5. And here's another horror story! From CarneAsadaSteve:

"What so you mean you don't believe in dinosaurs?"

"There's no way for us to know they existed it was so long ago"

"What about the fossils"

"Satan placed those on earth years ago to shake our faith"

6. IfYouRun should have never told the truth about pepperoni.

Vegetarian girl: "Wait, pepperoni's not a vegetable...? Ohhhh..."

7. Destiny fated Missallis for this partner, but Missallis disagreed.

"So, I just realized this is our second date... not our first."

We both realized, about an hour into the date, we had been on a blind date three years earlier, and neither had a very good time. The second date was just as forgettable as the first, minus that realization.

Who hasn't had to evacuate a date with Bill Pullman on short notice?

8. Can't believe this is the eighth entry in the list and the first racist quote.

I once got told I was "the correct type of brown."

9. SanshaXII didn't hear a word from his date until this text.

Not a quote from the date itself, mostly because she said next to nothing for the entire date, spending most of her time on her fucking phone.

An hour after I got up and walked right out the door, "hey wherd u go, r u comin bak?"

An hour, reddit. By that time I was already home, balls-deep in some fine pornography.

10. Alltherobots got to meet a fun bird.

"That's just how cockatoos show affection. He barely broke the skin."

11. Kingy-89 has nominated himself for worst quote of the date.

To be fair, I once got invited in "for coffee". Then she turned round and said "I don't have any coffee" So I was like "ok......do you have tea"

Man I was blind lol

Oblivious.

12. This one from hldwg is purely baffling. And shockingly only the second racial one!

"You're definitely Chinese. How are you not Chinese?!"

I'm 100% Irish and no matter how many times I stressed this, he would not give up.

13. Dexie_ will make you cry if you've ever fallen in love with someone who thinks they're your mom.

"If only I could adopt you". When friendzone is not enough

14. Wytorny's date made a pretty good point, though.

"Why don't you spend some more money on me?"

World's silliest billionaire Jerry Seinfeld is not having it.

15. Okay, now we're racking up the racist ones. Like this one from petgreg:

"The problem with this country is all the fucking immigrants."

"But you're from Iran!"

"I know, but that was like ten years ago."

Not worth it.

16. Hey, this one's just fun. She's a keeper, lemontartlemontart.

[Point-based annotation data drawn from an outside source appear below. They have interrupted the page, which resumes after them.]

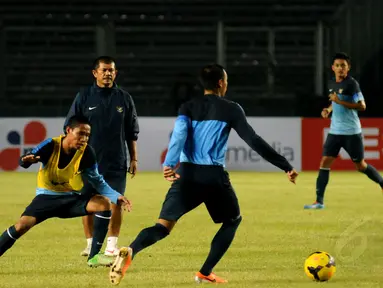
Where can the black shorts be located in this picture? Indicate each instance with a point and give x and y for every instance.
(45, 206)
(115, 179)
(201, 184)
(353, 144)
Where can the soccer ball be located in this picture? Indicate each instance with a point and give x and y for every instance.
(320, 266)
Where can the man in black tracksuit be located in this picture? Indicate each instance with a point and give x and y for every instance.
(113, 118)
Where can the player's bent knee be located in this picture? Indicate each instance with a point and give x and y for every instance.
(327, 161)
(233, 222)
(168, 224)
(25, 223)
(361, 166)
(99, 203)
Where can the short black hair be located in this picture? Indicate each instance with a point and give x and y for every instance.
(343, 56)
(210, 75)
(103, 59)
(77, 120)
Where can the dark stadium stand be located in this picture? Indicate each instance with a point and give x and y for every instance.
(160, 46)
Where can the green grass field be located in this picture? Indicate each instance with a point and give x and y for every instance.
(275, 237)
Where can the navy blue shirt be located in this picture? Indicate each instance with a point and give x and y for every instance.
(202, 130)
(113, 119)
(345, 121)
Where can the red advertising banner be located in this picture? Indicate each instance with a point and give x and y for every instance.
(314, 133)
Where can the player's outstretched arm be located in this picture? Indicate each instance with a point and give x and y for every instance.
(131, 134)
(326, 111)
(257, 143)
(75, 109)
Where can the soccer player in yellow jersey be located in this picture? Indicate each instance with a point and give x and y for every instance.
(66, 163)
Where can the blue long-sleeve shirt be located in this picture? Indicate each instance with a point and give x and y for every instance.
(202, 129)
(88, 168)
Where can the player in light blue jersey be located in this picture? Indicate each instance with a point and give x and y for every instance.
(345, 130)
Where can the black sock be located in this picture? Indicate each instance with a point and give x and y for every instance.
(7, 239)
(100, 228)
(148, 237)
(322, 181)
(219, 245)
(373, 174)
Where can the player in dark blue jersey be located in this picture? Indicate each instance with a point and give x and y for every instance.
(112, 113)
(199, 142)
(345, 130)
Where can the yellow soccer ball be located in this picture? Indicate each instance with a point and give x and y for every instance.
(320, 266)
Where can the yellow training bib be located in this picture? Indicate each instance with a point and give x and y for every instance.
(68, 179)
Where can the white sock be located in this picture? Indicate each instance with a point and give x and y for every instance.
(89, 242)
(111, 243)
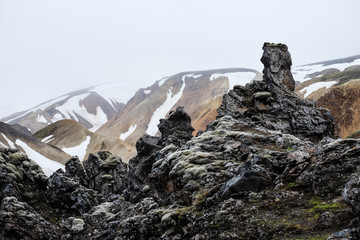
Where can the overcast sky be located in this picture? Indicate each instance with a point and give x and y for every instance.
(49, 48)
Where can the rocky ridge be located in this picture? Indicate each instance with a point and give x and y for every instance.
(266, 168)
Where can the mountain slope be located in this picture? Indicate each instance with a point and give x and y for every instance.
(266, 168)
(344, 103)
(75, 139)
(85, 106)
(48, 157)
(315, 79)
(200, 92)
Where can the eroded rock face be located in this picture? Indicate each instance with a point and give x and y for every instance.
(266, 168)
(19, 221)
(277, 63)
(268, 103)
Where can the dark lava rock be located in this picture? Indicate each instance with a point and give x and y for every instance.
(270, 104)
(266, 168)
(277, 65)
(176, 128)
(15, 170)
(19, 221)
(67, 194)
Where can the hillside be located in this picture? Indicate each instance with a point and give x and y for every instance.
(199, 92)
(344, 103)
(267, 168)
(48, 157)
(75, 139)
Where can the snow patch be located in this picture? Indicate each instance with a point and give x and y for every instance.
(42, 119)
(161, 111)
(120, 92)
(162, 81)
(316, 86)
(123, 136)
(3, 145)
(9, 142)
(47, 139)
(79, 150)
(49, 166)
(99, 120)
(301, 73)
(73, 108)
(41, 107)
(235, 78)
(57, 117)
(187, 75)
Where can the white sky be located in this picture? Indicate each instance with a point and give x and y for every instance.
(49, 48)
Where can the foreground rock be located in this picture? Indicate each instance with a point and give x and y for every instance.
(266, 168)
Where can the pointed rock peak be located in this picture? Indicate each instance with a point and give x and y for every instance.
(277, 63)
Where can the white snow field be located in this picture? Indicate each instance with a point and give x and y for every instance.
(301, 73)
(48, 166)
(161, 111)
(41, 107)
(79, 150)
(124, 135)
(316, 86)
(73, 108)
(9, 142)
(235, 78)
(47, 139)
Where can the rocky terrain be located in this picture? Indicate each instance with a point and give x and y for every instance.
(267, 168)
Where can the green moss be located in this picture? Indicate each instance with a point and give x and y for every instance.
(319, 206)
(343, 76)
(355, 134)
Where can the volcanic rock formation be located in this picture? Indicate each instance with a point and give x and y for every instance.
(266, 168)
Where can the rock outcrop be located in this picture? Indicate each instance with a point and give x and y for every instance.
(266, 168)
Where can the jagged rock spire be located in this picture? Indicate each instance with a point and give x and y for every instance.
(277, 63)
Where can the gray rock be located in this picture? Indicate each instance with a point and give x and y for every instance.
(19, 221)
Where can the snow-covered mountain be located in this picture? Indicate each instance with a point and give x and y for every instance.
(199, 92)
(334, 85)
(91, 107)
(74, 139)
(48, 157)
(314, 79)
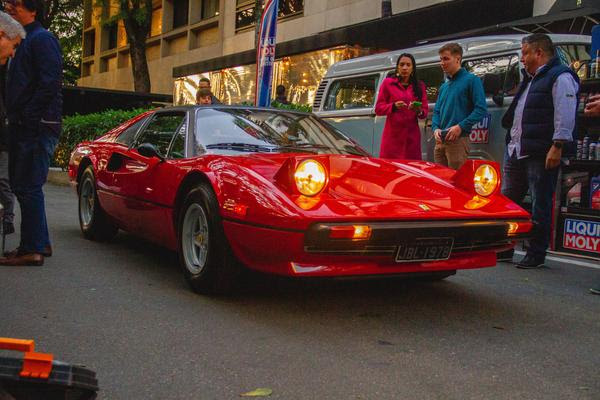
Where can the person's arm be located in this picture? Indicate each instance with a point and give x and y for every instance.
(479, 105)
(564, 98)
(47, 65)
(424, 103)
(384, 106)
(435, 119)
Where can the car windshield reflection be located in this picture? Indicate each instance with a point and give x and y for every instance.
(235, 130)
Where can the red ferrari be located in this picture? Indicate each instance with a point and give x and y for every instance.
(285, 193)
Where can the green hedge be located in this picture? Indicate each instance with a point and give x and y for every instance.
(78, 128)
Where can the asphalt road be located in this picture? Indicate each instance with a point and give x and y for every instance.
(123, 310)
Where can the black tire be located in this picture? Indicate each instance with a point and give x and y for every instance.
(93, 221)
(208, 263)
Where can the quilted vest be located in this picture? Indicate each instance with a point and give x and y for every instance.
(538, 114)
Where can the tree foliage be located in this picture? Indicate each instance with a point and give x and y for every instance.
(137, 18)
(64, 18)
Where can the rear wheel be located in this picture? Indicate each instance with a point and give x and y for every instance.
(205, 256)
(93, 221)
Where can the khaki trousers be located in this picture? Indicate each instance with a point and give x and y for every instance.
(452, 154)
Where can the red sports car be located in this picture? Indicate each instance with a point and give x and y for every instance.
(285, 193)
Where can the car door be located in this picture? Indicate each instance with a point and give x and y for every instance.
(147, 185)
(487, 138)
(349, 106)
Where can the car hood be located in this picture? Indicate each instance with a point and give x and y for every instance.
(375, 189)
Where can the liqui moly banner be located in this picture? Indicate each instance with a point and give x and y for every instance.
(582, 235)
(265, 53)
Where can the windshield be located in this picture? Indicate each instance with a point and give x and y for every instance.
(233, 130)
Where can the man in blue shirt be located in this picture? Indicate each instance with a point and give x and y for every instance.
(33, 110)
(459, 106)
(540, 123)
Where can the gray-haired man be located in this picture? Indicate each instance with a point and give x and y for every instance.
(11, 33)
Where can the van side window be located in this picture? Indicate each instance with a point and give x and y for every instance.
(575, 56)
(351, 93)
(432, 77)
(504, 70)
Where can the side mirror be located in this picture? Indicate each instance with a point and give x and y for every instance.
(498, 99)
(149, 150)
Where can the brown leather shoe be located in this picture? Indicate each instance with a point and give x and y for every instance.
(17, 252)
(32, 259)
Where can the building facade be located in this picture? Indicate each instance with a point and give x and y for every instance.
(216, 39)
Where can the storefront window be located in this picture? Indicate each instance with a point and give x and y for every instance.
(300, 74)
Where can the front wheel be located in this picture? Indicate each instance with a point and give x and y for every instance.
(93, 221)
(205, 256)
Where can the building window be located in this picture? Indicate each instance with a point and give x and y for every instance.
(180, 13)
(210, 8)
(244, 15)
(112, 31)
(156, 23)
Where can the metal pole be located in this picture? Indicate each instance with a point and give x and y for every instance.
(386, 8)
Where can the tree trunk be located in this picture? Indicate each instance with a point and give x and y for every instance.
(139, 66)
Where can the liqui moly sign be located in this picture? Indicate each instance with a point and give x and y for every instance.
(480, 133)
(582, 235)
(265, 53)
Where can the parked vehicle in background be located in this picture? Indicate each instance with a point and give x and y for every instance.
(346, 95)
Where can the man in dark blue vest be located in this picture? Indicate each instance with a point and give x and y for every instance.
(33, 110)
(540, 123)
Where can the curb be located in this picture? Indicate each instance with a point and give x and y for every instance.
(57, 176)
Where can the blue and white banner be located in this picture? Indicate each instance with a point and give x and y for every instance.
(265, 53)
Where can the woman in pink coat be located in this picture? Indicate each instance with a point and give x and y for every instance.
(402, 99)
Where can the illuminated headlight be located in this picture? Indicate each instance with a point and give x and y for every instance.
(485, 180)
(310, 177)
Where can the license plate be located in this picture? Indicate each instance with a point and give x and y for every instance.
(425, 249)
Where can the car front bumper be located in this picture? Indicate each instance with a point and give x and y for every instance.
(313, 253)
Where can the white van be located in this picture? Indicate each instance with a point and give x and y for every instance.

'I was running late so I didn't shave my pubes for you.' Then loudly broke out into song 'IT'S A JUNGLE DOWN THERE' in the middle of the bar, complete with hand gestures.

17. And let's end it with a sad one from TooManyMeds, just to go out without the proverbial, and literal, bang.

I'm so glad we went out, you made me realise I'm not over my ex.

18. Actually, one more racist story for the road. From JDogg_of_RS:

"Why does this Mexican man keep trying to steal my menu?"

"Well, he is the waiter. He's literally trying to take our order, and you keep telling him there's a Taco Bell down the road."

"He should wait down there then! I came here for high class Italian pizza!"

Didn't have a second date, shockingly.